ですから、これらを答案としては、示さなければならないのです。すなわち、答案は診断・助言内容です。

では、上で述べた診断・助言するための根拠(理由)は、どこにあるのでしょうか。もう、お分かりですよね。それは、事例与件文の中にあります。あるいは、若干長い設問文だと、そこからも根拠(理由)が見いだせるかもしれません。
したがって、答案には、与件より根拠(理由)を求め、それを書けば良いのです。
また、設問文は、与件文に書き示されていることを、抽出したり、分析するための指示が与えられているのだと解釈した方が良いでしょう。

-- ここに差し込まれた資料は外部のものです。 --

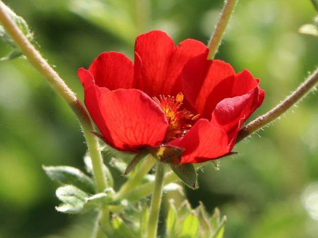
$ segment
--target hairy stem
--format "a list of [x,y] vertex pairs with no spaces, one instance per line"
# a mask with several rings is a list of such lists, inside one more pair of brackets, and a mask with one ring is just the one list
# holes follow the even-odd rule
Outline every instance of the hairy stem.
[[151,199],[149,221],[148,223],[148,238],[156,238],[159,219],[159,212],[163,187],[164,169],[160,162],[157,162],[156,167],[155,186]]
[[78,118],[87,142],[97,191],[103,191],[106,188],[107,183],[102,170],[102,158],[98,149],[97,139],[90,132],[94,130],[94,127],[88,115],[75,94],[28,40],[5,9],[5,5],[0,0],[0,22],[3,28],[10,35],[31,64],[44,76],[54,90],[69,105]]
[[219,21],[208,44],[209,48],[208,60],[214,59],[237,1],[238,0],[226,0]]
[[242,128],[238,133],[237,143],[278,118],[308,93],[318,82],[318,68],[283,102]]

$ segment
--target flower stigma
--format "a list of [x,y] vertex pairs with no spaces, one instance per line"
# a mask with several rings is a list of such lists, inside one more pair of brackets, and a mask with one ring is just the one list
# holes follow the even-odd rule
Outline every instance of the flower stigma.
[[180,110],[183,101],[182,93],[179,93],[175,98],[170,95],[166,97],[160,95],[159,99],[156,97],[153,99],[162,109],[169,123],[164,143],[184,136],[191,128],[194,120],[200,116],[199,114],[194,115],[185,109]]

「解法の原則2:根拠(理由)は与件文、設問文より引出す」

ここの部分は、大事なことでもあるので、よく理解していただきたいと思います。毎年、多くの方が受験され、自分ではできたと思っても、苦杯をなめられる方がいらっしゃいますが、設問文で問われていることを、根拠(理由)を与件文より、きちんと引出して答案として作成されているでしょうか。ふと思いついたことや一般的に言われていることを書いているのではないですか。

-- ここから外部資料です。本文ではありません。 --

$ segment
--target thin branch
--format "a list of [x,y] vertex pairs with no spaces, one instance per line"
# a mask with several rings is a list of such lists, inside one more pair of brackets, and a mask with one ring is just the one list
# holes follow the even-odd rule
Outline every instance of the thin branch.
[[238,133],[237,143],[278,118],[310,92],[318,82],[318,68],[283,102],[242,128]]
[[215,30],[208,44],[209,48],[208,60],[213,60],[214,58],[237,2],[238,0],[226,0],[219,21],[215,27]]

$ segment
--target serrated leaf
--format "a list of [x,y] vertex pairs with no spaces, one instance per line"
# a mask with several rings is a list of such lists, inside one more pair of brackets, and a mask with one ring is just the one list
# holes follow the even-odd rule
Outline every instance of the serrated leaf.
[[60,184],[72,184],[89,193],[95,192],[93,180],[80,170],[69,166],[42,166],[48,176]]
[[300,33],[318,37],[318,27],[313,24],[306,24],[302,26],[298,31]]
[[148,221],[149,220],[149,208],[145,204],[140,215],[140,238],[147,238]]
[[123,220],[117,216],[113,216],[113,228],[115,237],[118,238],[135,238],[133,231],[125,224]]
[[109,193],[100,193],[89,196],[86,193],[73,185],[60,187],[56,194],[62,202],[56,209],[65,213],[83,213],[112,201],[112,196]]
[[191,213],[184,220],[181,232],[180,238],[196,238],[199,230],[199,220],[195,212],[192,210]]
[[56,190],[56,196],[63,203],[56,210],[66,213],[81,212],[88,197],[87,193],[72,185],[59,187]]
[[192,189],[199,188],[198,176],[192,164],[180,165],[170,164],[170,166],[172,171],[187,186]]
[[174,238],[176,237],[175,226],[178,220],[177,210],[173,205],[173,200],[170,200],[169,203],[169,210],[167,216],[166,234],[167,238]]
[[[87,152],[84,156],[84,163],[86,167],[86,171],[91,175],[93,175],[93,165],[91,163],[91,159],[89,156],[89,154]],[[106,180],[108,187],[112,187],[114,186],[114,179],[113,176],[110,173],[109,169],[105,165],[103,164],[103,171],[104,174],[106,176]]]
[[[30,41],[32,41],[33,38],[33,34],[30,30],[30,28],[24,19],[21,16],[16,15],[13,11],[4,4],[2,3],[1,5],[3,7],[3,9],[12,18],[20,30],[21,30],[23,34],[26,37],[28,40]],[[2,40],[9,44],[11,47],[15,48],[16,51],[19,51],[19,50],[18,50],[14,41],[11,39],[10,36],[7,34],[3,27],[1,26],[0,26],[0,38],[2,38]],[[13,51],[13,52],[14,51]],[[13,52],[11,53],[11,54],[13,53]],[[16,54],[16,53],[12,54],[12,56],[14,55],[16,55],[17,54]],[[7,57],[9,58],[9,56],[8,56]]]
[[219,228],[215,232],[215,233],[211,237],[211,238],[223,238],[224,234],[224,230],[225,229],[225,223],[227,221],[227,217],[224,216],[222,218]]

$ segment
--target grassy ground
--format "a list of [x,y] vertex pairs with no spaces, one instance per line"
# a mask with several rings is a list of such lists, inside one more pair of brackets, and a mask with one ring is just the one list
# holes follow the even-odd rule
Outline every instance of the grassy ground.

構造的に考えた場合、事例与件文と設問文を経営戦略策定のためのフローチャートの沿って考えると見えやすくなると思います。
問題用紙に書かれている事例与件分と設問文を次に示す経営戦略策定のフローチャートに当てはめてみれば良いのです。

1)経営理念
   ↓
2)環境分析(外部環境・内部環境)
   ↓
3)今後の経営の方向性
   ↓
4)経営戦略(成長戦略、競争戦略)
   ↓
5)機能別戦略(人事・組織、マーケティング、生産・技術、財務・会計)


与件文と設問文で、このフローチャートの項目を埋めることができると思います。皆さんも、過去問をご覧になって、フローチャートへの埋め込みをやってみてください。
これは、訓練です。本番までに習熟しておいた方が良いと思います。実際の試験の中では時間的な制約がありますので、試験時間の中でもできる慣れが必要になってくると思います。できれば、いくつもの事例をやっていただき、皆さんのスキルとして頂きたいと思います。まだ、本試験までには、時間がありますから、模擬試験や問題集などで、徹底して自分のものになるように訓練してください。

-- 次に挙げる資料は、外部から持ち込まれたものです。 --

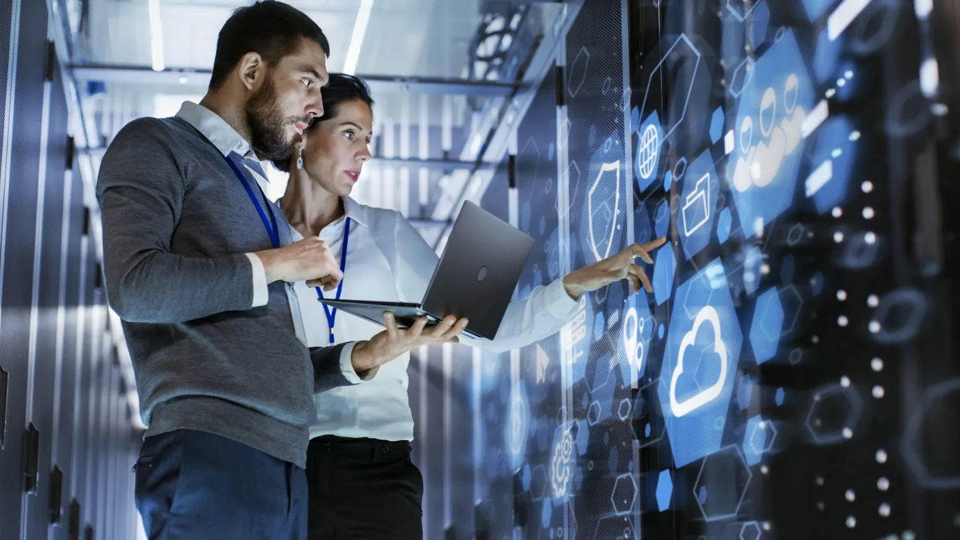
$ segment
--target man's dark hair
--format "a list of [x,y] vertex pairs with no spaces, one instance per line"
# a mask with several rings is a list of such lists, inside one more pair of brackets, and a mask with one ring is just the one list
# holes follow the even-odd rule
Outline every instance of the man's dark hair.
[[237,62],[248,53],[257,53],[275,66],[294,54],[301,38],[316,41],[330,56],[330,42],[324,31],[300,10],[276,0],[263,0],[238,8],[224,23],[217,37],[217,56],[210,75],[210,89],[227,81]]
[[[369,106],[373,106],[373,98],[370,96],[370,88],[362,79],[347,75],[345,73],[331,73],[330,82],[324,86],[321,93],[324,96],[324,115],[317,116],[310,122],[307,132],[313,131],[324,120],[337,117],[340,104],[351,100],[360,100]],[[283,171],[290,172],[290,160],[274,161],[274,166]]]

受験校の先生方が、「経営戦略のフローチャートで考えてください」とよく言われていましたが、私もこのような流れが理解できるまでは、なんとなくやっているという感じで、本質を理解していなかった気がします。だから、解答に一貫性がなかったんですね。

このように解釈できると、経営戦略の部分で方向性が違っていても、流れで一貫性があれば、答案としては合格点がもらえるのです。SWOT分析において、機会、脅威、強み、弱みをどのように設定するかで、その後の流れができてくるからです。
したがって、2次試験には、正解はないと思っていた方がよく、「与件文、設問文をこのように解釈したから、このような戦略を描きました」ということに一貫性があれば良いのです。ここで、一貫性とは、論理に矛盾がないことです。